Analysis

Today‘s data should work in a hawkish Fed confirmation way

S&P 500 acted on Tue‘s tech internals clue, and its decline into the opening bell and early session was stopped by tech market breadth improving while the usual suspects (chiefly retail and materials) continued clear downtrends. Industrials, financials and Russell 2000 haven‘t so far broken below key respective lows.

Overall, the nature of the rebound was defensive (select tech, communications, utilities, staples and healthcare) did well, which together with bond market reprieve gives good odds of ES bulls not throwing in the towel today – tight range, possibly setting up for sell the debt ceiling bill news.

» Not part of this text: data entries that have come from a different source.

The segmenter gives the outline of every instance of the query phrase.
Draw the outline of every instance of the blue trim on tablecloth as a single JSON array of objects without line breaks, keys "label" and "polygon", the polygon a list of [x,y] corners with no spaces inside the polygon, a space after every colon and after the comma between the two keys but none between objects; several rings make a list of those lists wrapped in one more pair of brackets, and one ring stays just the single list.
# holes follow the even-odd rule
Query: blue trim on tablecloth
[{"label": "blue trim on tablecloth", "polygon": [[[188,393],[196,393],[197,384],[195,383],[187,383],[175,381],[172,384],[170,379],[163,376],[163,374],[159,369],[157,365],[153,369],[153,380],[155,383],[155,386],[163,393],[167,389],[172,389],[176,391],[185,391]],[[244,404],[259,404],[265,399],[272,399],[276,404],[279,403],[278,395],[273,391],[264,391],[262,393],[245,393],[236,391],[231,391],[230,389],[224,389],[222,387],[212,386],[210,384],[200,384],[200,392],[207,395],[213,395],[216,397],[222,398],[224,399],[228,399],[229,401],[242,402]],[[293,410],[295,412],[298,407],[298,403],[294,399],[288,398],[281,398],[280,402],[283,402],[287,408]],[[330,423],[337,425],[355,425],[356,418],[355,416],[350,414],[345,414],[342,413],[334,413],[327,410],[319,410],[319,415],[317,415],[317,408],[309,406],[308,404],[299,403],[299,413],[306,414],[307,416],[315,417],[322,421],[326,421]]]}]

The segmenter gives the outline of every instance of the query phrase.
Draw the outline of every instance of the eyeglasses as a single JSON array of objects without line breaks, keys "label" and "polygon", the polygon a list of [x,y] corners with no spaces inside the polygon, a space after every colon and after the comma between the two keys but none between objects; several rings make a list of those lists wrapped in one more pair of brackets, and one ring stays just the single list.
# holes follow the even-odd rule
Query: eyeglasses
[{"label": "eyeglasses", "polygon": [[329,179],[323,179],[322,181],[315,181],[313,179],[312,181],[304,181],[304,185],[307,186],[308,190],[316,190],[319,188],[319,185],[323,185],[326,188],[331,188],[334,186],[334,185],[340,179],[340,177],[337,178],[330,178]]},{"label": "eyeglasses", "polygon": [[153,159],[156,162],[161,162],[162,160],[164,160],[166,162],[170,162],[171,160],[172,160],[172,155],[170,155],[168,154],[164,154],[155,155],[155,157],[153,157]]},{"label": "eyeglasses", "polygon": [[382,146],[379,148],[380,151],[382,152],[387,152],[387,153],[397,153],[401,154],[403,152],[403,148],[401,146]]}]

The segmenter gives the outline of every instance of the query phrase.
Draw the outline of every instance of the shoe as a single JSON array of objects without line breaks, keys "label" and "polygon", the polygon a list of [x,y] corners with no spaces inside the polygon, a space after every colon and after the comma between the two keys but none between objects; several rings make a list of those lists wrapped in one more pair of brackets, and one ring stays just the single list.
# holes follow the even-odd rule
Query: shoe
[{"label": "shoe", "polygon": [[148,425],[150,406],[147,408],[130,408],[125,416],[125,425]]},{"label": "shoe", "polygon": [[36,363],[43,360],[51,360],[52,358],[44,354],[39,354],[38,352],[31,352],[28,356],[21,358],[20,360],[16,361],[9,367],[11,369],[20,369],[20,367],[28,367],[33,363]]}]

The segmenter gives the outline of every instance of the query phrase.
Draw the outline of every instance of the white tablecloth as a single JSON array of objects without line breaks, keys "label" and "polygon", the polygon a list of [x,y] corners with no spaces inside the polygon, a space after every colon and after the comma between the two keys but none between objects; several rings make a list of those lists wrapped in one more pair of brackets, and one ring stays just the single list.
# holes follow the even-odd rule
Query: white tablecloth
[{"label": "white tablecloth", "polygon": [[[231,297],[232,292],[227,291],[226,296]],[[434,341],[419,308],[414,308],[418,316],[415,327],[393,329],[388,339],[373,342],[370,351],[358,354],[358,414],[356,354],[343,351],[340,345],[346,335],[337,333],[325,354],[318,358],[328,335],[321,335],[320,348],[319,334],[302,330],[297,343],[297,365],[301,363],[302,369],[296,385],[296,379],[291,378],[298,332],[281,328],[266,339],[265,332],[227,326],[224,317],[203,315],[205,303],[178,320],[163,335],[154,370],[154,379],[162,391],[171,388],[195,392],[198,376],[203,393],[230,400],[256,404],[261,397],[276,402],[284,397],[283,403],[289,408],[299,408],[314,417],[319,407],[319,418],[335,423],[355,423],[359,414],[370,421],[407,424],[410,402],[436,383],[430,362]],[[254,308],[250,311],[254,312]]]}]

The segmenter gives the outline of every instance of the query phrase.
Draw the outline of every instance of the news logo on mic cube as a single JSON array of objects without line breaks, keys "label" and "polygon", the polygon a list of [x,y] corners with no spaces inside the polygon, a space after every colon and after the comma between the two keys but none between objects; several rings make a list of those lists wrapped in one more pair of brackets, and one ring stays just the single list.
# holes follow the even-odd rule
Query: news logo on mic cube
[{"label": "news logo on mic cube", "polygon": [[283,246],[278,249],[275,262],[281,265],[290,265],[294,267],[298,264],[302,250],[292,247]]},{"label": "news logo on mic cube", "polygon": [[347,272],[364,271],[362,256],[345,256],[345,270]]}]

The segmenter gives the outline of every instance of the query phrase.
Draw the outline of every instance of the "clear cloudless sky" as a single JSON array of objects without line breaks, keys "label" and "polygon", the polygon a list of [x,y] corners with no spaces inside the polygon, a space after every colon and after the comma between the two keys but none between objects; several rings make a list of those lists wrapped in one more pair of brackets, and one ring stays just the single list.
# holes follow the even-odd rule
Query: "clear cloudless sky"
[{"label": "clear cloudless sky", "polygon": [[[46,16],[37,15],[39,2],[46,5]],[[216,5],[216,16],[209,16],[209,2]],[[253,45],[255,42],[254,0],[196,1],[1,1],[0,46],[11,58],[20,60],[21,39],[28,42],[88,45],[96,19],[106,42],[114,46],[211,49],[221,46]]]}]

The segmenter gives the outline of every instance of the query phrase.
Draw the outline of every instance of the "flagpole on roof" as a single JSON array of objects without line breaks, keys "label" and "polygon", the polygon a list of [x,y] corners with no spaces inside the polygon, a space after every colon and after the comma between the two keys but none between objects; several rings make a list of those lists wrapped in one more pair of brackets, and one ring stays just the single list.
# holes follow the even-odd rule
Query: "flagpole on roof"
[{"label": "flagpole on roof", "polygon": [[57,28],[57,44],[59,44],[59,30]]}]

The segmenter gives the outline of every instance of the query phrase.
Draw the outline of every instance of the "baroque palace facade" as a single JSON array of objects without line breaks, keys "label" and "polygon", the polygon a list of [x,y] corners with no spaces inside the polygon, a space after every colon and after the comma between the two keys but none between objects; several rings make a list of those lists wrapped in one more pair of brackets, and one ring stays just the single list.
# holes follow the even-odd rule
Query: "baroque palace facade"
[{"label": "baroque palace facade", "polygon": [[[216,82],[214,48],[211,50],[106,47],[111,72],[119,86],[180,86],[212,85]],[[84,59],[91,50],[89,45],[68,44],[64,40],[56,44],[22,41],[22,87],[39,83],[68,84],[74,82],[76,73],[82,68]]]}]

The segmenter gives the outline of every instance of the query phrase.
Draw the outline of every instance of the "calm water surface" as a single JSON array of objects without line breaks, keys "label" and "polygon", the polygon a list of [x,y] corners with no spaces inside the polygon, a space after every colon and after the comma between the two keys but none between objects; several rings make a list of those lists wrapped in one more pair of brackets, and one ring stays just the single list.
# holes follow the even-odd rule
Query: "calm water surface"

The sectors to be still in if looking for earnings justification, is communications and consumer discretionaries – similarly to Big Tech not bid up to the stratosphere on P/E count, these three (with non-banking financials) will be most resilient when tighter financial conditions following debt ceiling resolution strike. Even the latest round of Fed speakers raised their case for bullish pause in June, claiming that Fed funds rate isn‘t yet at the terminal level, thereby making Jun 25bp hike not the base case scenario. Looking though at relative core inflation data stagnation (poor disinflation there), I don‘t think 25bp hike should be written off really – and as you‘ll read below on the job market data expectations, it‘s looking correct.

Let‘s move right into the charts – today‘s full scale article contains 3 of them.

S&P 500 and Nasdaq outlook

Strong volume, but animal spirits aren‘t there, no strong base advance. Today‘s data should work in a hawkish Fed confirmation way, but the buyers will be able to close not only above 4,188, but also below 4,209 unless Big Tech erases at least half of its two-day decline. Odds are tech would accomplish that mission, but the weakening rotations wouldn‘t do all that much for the lagging sectors, keeping ES around the 4,198 level at best for any buyers out there.

The market breadth for the whole S&P 500 is terrible, and even the Nasdaq breadth is unhealthy. I‘m giving limited mileage to the lower knot shown on the chart for S&P 500 stocks trading above their 50-day moving average.